Hi everyone !
I want to create an algorithm that is able to reduce the computation time compared to cplex, regarding a model which describe the aircraft landing problem. Attached are the.mod and file.run files.
The structure of the algorithm is this:
- It must be solved the linear relaxation of the binary variable y of the MILP;
- Initially choosing a small threshold epsilon=0.01;
- Counting of how many y variables have a value between epsilon and 1-epsilon;
- If the number of such variables is too high, (>1000 if want to solve the MILPs faster) then increase the epsilon threshold by 0.01 and go back to step 3, otherwise go to step 5;
- Fixing of all the w variables of value >= 1-epsilon to 1 and all the y of value <= epsilon to 0 and solve the MILP where the unfixed y variables are considered binary;
For small instances (e.g. 20-50 planes) everything is ok, but for large ones (100 planes and up) ampl fails to compute the objective function, even though with this algorithm we reduce the number of binary variables y , and therefore the calculation should be faster.
I would greatly appreciate your assistance and offering suggestions on this matter.
Best regards
ALP_model.mod (1.88 KB)
Matheuristic.run (1.48 KB)
To get help, add this command before the solve command,
option cplex_options 'mipdisplay=2';
(or, if you are already setting a cplex_options string, add mipdisplay=2 to it). Then copy all of the output that appears, and paste it into your reply. It may also help if you can attach file dat6.dat for the cases of 20 planes and 100 planes.
Dear Robert
As you ask me to do, i attached the output file computed 100 planes (dat10). With dat6 i obtained the optimum solution but with dat10 not. I interrupted the computation because too long for dat10 (100 planes and 2 runway).
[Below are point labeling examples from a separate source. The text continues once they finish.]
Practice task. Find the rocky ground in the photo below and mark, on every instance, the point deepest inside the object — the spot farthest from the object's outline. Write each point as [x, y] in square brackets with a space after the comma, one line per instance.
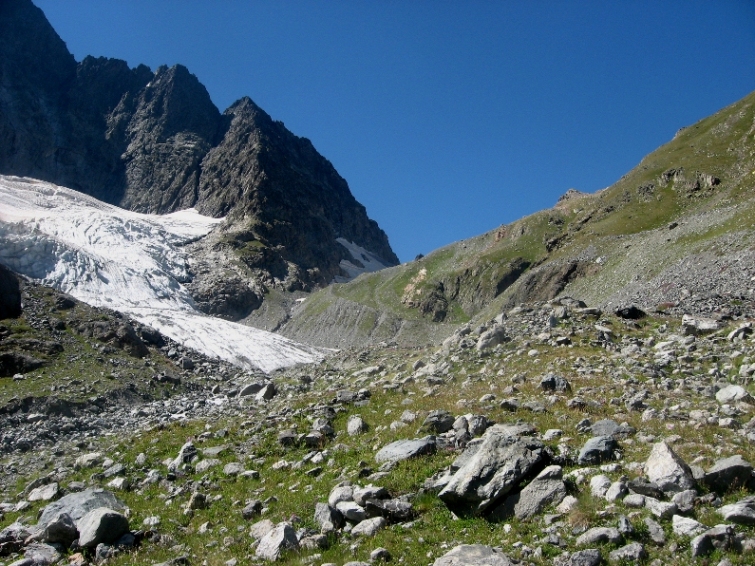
[553, 434]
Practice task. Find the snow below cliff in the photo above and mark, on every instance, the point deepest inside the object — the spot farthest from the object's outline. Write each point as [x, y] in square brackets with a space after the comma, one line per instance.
[129, 262]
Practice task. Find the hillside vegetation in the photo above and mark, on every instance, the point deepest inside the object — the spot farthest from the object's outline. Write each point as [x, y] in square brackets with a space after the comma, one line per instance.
[692, 199]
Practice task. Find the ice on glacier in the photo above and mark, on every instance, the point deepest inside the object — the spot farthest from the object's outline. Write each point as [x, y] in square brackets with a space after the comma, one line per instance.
[129, 262]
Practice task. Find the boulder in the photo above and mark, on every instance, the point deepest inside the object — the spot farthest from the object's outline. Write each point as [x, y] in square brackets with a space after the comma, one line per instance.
[101, 525]
[340, 493]
[438, 422]
[553, 382]
[44, 493]
[392, 510]
[720, 537]
[60, 529]
[496, 469]
[259, 529]
[729, 474]
[42, 554]
[363, 494]
[491, 338]
[686, 527]
[405, 449]
[693, 325]
[274, 543]
[76, 505]
[633, 552]
[328, 518]
[186, 455]
[597, 450]
[267, 392]
[369, 527]
[741, 512]
[587, 557]
[546, 489]
[733, 394]
[356, 425]
[474, 555]
[351, 511]
[667, 470]
[599, 535]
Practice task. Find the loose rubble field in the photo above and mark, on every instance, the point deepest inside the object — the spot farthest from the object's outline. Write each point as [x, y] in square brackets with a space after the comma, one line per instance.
[553, 434]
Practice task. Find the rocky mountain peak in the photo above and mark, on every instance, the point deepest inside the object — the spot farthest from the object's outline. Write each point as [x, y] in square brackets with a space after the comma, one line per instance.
[156, 143]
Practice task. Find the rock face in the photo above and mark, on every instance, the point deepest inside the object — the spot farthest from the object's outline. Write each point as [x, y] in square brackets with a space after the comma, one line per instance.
[10, 294]
[496, 469]
[667, 470]
[473, 555]
[155, 142]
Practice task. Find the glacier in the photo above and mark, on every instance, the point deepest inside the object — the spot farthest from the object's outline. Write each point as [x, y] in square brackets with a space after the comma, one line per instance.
[129, 262]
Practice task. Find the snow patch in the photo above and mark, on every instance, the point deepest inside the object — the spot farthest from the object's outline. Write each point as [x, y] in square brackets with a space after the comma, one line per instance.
[366, 262]
[129, 262]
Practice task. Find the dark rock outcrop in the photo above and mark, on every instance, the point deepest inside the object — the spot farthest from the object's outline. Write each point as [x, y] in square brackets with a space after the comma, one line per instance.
[155, 142]
[10, 294]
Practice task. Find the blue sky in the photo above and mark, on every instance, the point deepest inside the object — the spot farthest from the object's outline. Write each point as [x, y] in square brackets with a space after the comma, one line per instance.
[448, 118]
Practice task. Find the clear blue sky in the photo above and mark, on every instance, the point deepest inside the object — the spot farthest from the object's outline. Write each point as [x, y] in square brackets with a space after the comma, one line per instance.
[448, 118]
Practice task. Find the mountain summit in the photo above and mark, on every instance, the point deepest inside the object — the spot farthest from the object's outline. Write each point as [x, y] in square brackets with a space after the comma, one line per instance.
[154, 142]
Please received my best regards.
(Attachment output_dat10.docx is missing)
dat6.dat (4.68 KB)
dat10.dat (79.2 KB)
New attachment of output_dat10
output_dat10.run (31.1 KB)
For dat6.dat, the final mixed-integer optimization problem is very easy. AMPL’s presolve phase is able to determine the optimal values of all the y variables, before it sends the problem to the solver. After that, CPLEX only needs to solve a linear program in 63 continuous variables, which is done very quickly. (Set “option show_stats 1;” to see the size of the presolved problem.)
For dat10.dat, the final mixed-integer optimization problem is much harder. After presolve phases in AMPL and then in CPLEX, there are still 4388 binary variables (as indicated by “Reduced MIP has 4388 binaries . . .” in the log). However, it is instructive to look at the Best Integer column in the log, which shows the best feasible solution found so far. You can see that a solution with objective value 1199.32 was found in less than a minute, and no better solution was found before you stopped the run. If you let CPLEX run until it finishes, it might find a better solution. But often, finding an optimal solution takes much less time than proving optimality; it is not unusual for a solution found early in the run to be actually optimal.
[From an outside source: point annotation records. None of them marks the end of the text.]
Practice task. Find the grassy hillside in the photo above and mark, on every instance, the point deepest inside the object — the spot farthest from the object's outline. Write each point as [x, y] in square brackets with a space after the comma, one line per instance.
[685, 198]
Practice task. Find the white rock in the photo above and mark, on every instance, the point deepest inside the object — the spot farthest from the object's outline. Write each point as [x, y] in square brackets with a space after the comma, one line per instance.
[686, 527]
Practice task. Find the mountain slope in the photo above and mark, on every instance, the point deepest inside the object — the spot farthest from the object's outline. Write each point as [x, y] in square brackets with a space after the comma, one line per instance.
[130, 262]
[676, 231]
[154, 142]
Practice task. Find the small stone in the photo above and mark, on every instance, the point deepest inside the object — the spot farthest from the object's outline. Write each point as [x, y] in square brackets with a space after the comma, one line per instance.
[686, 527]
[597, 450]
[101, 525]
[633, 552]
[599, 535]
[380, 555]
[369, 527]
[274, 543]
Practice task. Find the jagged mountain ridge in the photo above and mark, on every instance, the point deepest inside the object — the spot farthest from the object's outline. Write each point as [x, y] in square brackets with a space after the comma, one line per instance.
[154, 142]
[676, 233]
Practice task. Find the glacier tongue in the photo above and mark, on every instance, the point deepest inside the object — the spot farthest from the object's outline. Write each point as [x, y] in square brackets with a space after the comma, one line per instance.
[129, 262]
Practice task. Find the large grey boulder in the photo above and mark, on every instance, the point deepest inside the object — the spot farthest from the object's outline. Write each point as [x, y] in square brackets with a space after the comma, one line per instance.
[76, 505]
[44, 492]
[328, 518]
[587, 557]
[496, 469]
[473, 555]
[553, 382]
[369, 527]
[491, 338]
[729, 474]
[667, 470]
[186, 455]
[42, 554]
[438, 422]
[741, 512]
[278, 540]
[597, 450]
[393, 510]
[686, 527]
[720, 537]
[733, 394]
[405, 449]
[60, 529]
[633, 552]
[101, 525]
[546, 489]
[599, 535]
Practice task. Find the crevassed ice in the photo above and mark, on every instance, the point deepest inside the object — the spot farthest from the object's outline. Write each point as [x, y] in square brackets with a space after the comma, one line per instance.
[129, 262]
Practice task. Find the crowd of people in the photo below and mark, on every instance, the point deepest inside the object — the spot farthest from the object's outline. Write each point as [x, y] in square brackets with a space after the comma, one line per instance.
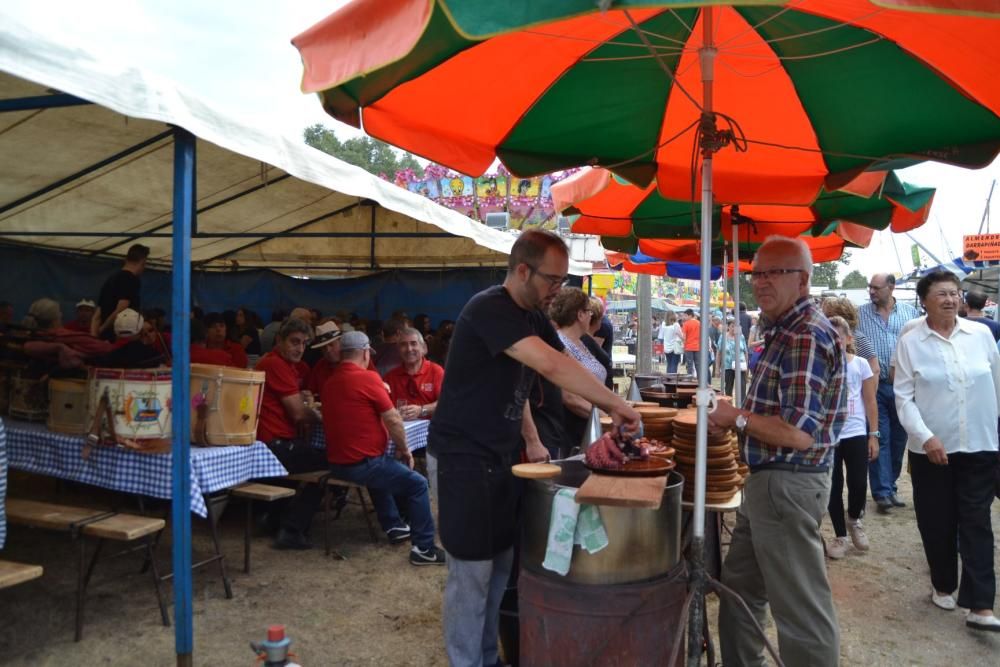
[834, 398]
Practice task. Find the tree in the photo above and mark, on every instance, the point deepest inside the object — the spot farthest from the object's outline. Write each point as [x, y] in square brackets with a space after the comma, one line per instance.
[372, 155]
[854, 280]
[825, 275]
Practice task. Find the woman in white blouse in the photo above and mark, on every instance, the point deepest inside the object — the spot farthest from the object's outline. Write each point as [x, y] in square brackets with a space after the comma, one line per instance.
[571, 313]
[947, 386]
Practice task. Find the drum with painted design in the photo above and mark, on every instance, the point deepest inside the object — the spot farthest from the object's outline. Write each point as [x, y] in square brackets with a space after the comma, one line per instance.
[68, 406]
[231, 398]
[140, 400]
[29, 396]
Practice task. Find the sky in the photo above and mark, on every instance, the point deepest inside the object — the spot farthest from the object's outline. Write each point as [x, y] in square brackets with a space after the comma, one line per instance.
[238, 54]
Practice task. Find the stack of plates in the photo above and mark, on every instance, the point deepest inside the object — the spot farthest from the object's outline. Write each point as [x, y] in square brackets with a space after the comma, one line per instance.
[723, 473]
[657, 423]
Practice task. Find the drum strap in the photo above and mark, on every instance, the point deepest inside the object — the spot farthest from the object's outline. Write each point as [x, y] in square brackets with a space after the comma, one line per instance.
[201, 424]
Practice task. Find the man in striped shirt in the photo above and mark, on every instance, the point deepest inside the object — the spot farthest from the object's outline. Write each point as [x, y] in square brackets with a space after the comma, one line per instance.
[790, 421]
[881, 321]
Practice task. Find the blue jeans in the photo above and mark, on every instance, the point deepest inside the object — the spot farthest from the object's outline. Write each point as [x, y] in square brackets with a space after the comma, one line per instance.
[385, 477]
[471, 620]
[884, 471]
[673, 361]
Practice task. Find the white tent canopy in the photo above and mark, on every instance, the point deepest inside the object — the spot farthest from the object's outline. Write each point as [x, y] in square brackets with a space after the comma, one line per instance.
[97, 177]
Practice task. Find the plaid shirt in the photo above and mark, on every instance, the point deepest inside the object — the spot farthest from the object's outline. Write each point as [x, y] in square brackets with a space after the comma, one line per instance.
[882, 334]
[800, 377]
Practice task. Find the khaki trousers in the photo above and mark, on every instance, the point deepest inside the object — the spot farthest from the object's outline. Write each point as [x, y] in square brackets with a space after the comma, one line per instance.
[776, 557]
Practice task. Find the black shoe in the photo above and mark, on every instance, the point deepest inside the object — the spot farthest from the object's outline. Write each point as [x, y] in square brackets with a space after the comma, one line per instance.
[432, 556]
[291, 540]
[398, 534]
[883, 505]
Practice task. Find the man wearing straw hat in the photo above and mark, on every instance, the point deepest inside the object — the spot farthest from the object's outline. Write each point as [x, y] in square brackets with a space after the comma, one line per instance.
[792, 415]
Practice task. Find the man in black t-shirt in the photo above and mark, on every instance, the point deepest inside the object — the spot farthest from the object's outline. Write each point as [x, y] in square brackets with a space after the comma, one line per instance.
[119, 292]
[502, 341]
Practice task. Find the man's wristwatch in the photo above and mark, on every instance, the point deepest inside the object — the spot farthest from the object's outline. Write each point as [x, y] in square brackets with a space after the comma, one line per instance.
[742, 421]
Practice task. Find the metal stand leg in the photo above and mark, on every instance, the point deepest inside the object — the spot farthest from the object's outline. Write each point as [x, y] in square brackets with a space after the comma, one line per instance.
[216, 505]
[84, 571]
[247, 531]
[150, 543]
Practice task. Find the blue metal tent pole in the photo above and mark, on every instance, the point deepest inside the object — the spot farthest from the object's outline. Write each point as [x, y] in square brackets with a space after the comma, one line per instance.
[184, 212]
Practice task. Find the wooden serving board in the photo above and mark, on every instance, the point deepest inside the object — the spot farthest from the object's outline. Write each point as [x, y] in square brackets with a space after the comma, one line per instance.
[622, 491]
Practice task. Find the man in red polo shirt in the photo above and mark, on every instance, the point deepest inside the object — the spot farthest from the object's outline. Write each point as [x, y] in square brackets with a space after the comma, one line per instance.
[358, 417]
[215, 339]
[283, 416]
[691, 328]
[416, 384]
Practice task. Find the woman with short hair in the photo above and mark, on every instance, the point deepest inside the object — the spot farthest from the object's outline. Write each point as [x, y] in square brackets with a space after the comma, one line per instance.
[947, 387]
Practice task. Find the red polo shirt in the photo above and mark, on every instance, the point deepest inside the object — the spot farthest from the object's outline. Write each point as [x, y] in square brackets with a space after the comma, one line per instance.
[281, 378]
[422, 388]
[353, 402]
[692, 335]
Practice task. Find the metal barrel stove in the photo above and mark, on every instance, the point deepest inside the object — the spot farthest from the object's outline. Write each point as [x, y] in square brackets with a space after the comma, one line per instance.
[620, 606]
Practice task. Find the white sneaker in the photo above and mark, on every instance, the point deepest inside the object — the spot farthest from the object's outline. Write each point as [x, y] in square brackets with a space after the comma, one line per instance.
[946, 602]
[857, 533]
[837, 548]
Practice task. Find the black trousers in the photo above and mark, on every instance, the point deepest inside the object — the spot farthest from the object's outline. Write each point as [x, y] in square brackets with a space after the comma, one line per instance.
[850, 453]
[298, 456]
[952, 503]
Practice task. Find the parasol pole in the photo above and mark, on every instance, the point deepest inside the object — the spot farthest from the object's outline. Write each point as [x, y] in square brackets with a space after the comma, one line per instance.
[705, 394]
[737, 375]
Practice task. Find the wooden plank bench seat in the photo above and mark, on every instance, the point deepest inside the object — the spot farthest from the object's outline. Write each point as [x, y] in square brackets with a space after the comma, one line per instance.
[102, 525]
[252, 491]
[12, 574]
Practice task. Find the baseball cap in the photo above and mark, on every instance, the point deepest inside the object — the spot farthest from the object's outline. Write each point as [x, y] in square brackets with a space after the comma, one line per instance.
[326, 333]
[355, 340]
[128, 323]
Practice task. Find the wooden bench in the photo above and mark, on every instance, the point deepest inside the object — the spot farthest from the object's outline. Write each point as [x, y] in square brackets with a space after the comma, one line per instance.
[264, 493]
[12, 574]
[102, 525]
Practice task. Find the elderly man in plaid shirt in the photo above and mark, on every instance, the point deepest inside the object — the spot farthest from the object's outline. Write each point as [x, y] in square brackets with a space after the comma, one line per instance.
[789, 424]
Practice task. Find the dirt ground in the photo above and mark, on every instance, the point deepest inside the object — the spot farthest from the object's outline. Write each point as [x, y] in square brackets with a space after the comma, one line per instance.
[376, 609]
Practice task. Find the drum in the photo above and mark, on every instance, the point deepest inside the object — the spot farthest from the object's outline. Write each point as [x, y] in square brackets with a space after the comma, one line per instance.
[225, 404]
[139, 400]
[29, 396]
[68, 406]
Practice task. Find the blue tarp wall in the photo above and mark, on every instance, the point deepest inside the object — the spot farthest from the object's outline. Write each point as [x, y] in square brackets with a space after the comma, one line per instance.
[28, 273]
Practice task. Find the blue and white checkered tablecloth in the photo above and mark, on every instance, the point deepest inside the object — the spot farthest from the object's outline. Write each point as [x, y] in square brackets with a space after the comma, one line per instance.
[416, 437]
[33, 448]
[3, 484]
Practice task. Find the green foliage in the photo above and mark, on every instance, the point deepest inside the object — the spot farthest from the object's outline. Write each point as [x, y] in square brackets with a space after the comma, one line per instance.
[825, 275]
[746, 293]
[854, 280]
[372, 155]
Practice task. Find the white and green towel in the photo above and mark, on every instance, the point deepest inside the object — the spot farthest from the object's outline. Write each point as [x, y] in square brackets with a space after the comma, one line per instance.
[572, 524]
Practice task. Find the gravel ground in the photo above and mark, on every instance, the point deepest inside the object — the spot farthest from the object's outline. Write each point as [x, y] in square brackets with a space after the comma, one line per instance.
[376, 609]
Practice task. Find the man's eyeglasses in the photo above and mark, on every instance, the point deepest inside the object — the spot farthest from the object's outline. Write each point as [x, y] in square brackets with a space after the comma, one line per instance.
[771, 274]
[554, 281]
Since you are implementing a heuristic anyway, it would make sense to accept the best solution that CPLEX finds after a specifiedamount of running time. When CPLEX reaches a time limit, it automatically returns to AMPL the best solution that has been found so far.
Note that if you want to specify more than one option, you should list them all in one cplex_options string. For example,
option cplex_options 'timelimit=900 mipdisplay=2';
Thank you so much!
I don’t understand why if I increase the value of epsilon, then increase the number of y variables to fix (also decreasing the number of binary variables of the MILP), the final value of the objective function increases excessively.
The last question is whether it is correct to use the y.relax:=1 function to restore binary variables after fixing? In this case, only variables that have not been fixed become binary, correct?
I’m not sure what you mean when you say that “the final value of the objective function increases excessively.” Can you explain, and give an example?
For a binary variable, the settings of .relax and fix work like this:
- When y[i,j].relax := 1, the value of y[i,j] is allowed to be fractional (>0 and <1) in the solution that the solver returns. When y[i,j].relax := 0, the value of y[i,j] must be either 0 or 1 in the solution.
- When the command “fix y[i,j] := 0;” is given, y[i,j] is required to equal 0 in the solution. The variable remains fixed at 0 unless you give the command “unfix y[i,j];” which allows y[i,j] to take any value allowed by the variable and constraint definitions.
Changing .relax does not affect whether the variable is fixed. For example, if you say “fix y[i,j] := 0;” and then “y[i,j].relax := 0”, the variable is still fixed at 0.